# Would you order sand leather seats?



## AF (Dec 21, 2001)

nate328Ci said:


> *
> 
> If you want, I have a higher-res shot :thumbup: *


thanks for the offer but this shot is just fine . . .


----------



## RichNY (Jan 19, 2002)

*Jet Black & Sand here...*

My '99 Jet Black with Sand leather still looks great IMO. Sand hasn't been too hard to keep clean, except maybe the floor mats. Seats look great!

Keeping that Jet Black exterior clean is what you should be worried about.


----------



## K1 (Mar 8, 2002)

*Re: Jet Black & Sand here...*



RichNY said:


> * Keeping that Jet Black exterior clean is what you should be worried about.  *


  -you might have a point there! My current 2001 Ci is jet black -and keeping that jet black exterior clean feels like an around the clock occupation.


----------



## beauport (Jul 2, 2002)

I just picked up my 330Ci steel gray with natural brown leather and the combination looks great and the interior would also go well with a black outside. The natural brown gives you the two tone doors and the dash in all black rather than the black and sand in the sand interior.

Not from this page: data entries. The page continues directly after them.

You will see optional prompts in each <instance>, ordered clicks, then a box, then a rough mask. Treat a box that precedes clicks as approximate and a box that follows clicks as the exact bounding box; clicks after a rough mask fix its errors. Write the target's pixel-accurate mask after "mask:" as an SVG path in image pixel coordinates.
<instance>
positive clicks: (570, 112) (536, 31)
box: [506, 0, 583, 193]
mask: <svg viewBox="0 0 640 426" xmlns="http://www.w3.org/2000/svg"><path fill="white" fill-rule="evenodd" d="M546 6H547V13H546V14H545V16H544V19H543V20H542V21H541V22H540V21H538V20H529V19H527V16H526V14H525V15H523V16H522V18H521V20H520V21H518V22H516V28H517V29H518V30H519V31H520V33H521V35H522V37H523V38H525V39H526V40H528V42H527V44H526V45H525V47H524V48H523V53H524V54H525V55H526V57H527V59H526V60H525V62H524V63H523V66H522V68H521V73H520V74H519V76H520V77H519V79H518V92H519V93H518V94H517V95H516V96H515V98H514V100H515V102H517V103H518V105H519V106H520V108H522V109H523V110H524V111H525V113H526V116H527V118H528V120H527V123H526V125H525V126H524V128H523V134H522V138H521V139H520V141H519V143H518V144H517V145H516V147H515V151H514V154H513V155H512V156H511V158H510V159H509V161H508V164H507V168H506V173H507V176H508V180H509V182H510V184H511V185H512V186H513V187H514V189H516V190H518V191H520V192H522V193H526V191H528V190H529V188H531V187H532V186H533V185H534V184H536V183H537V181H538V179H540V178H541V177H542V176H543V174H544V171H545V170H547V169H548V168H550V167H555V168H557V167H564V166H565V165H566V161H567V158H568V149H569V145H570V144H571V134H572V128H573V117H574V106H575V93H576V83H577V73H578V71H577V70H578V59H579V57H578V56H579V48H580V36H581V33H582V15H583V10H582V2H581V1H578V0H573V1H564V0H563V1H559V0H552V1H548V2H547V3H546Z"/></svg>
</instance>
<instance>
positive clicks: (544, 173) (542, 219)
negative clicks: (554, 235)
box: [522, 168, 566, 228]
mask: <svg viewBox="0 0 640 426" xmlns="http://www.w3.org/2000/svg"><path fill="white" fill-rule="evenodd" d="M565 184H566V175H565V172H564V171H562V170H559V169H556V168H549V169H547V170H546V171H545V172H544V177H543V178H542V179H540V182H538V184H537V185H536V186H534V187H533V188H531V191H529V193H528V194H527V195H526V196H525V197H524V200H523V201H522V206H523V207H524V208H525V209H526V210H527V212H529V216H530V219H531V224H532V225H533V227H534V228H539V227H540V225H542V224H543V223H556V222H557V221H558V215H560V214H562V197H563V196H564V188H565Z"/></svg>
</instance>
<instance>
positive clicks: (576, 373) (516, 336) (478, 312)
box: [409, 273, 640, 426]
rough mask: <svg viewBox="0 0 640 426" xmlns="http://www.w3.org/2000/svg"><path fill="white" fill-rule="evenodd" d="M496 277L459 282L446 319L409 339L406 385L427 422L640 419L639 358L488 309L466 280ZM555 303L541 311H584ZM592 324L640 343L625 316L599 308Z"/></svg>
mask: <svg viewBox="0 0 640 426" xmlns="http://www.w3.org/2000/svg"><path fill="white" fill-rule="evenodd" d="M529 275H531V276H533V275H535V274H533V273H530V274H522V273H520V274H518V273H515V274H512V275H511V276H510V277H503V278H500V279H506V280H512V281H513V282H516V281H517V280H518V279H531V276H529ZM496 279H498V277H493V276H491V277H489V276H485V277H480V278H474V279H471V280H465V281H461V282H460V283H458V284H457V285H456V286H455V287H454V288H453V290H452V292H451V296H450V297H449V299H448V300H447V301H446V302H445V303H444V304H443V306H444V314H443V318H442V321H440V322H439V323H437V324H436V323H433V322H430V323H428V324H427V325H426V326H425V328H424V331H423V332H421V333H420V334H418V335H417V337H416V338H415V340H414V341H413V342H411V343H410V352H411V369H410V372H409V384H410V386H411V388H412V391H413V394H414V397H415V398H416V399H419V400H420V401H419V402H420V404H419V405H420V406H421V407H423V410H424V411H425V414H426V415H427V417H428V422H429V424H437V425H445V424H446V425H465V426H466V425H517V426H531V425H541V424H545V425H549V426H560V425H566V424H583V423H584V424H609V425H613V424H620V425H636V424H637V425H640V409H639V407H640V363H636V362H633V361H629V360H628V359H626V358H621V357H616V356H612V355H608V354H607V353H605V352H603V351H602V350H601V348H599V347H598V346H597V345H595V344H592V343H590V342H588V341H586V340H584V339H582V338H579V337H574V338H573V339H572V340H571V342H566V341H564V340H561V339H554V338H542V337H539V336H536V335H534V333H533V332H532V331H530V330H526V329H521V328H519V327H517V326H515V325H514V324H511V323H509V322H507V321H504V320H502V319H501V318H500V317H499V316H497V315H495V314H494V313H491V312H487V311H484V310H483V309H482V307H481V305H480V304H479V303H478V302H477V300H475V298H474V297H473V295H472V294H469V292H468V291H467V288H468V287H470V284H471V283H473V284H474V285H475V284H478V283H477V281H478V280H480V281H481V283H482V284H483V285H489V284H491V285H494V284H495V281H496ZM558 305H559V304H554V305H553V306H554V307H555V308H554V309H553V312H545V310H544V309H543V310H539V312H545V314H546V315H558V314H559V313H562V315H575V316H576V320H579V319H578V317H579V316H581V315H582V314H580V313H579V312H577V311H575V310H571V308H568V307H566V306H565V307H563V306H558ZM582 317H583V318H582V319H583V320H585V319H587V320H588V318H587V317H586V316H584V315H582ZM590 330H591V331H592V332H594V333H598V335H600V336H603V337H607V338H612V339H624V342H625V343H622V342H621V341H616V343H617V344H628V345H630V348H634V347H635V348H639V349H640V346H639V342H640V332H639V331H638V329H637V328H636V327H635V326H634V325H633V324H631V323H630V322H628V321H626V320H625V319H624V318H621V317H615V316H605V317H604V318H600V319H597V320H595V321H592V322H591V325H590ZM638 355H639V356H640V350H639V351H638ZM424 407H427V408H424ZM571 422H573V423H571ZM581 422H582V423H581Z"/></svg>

Also as noted gives you the black carpeting, etc. The brown is slightly darker than sand but will be about the same to clean in my estimation.


----------



## IndyMike (Dec 19, 2001)

beauport said:


> *I just picked up my 330Ci steel gray with natural brown leather and the combination looks great and the interior would also go well with a black outside. The natural brown gives you the two tone doors and the dash in all black rather than the black and sand in the sand interior. Also as noted gives you the black carpeting, etc. The brown is slightly darker than sand but will be about the same to clean in my estimation. *


Based on the comment in your sig area it sounds like you did ED. Did you happen to take a couple of pics while in Europe that you can share with us?


----------



## beauport (Jul 2, 2002)

Yes, I did the ED and I'm a convert to it, had a blast driving in Europe. Chased a M-B CL55 through the Swiss Alps. He had lots more power (especially since I was staying below 4500 RPM) but wasn't getting away from me on the twisties and switch backs.
The film is in for development (no digital camera) and I'll have some pics available for posting toward the end of the week.
Boy, now that I've driven the car I really can't wait for it to get here.


----------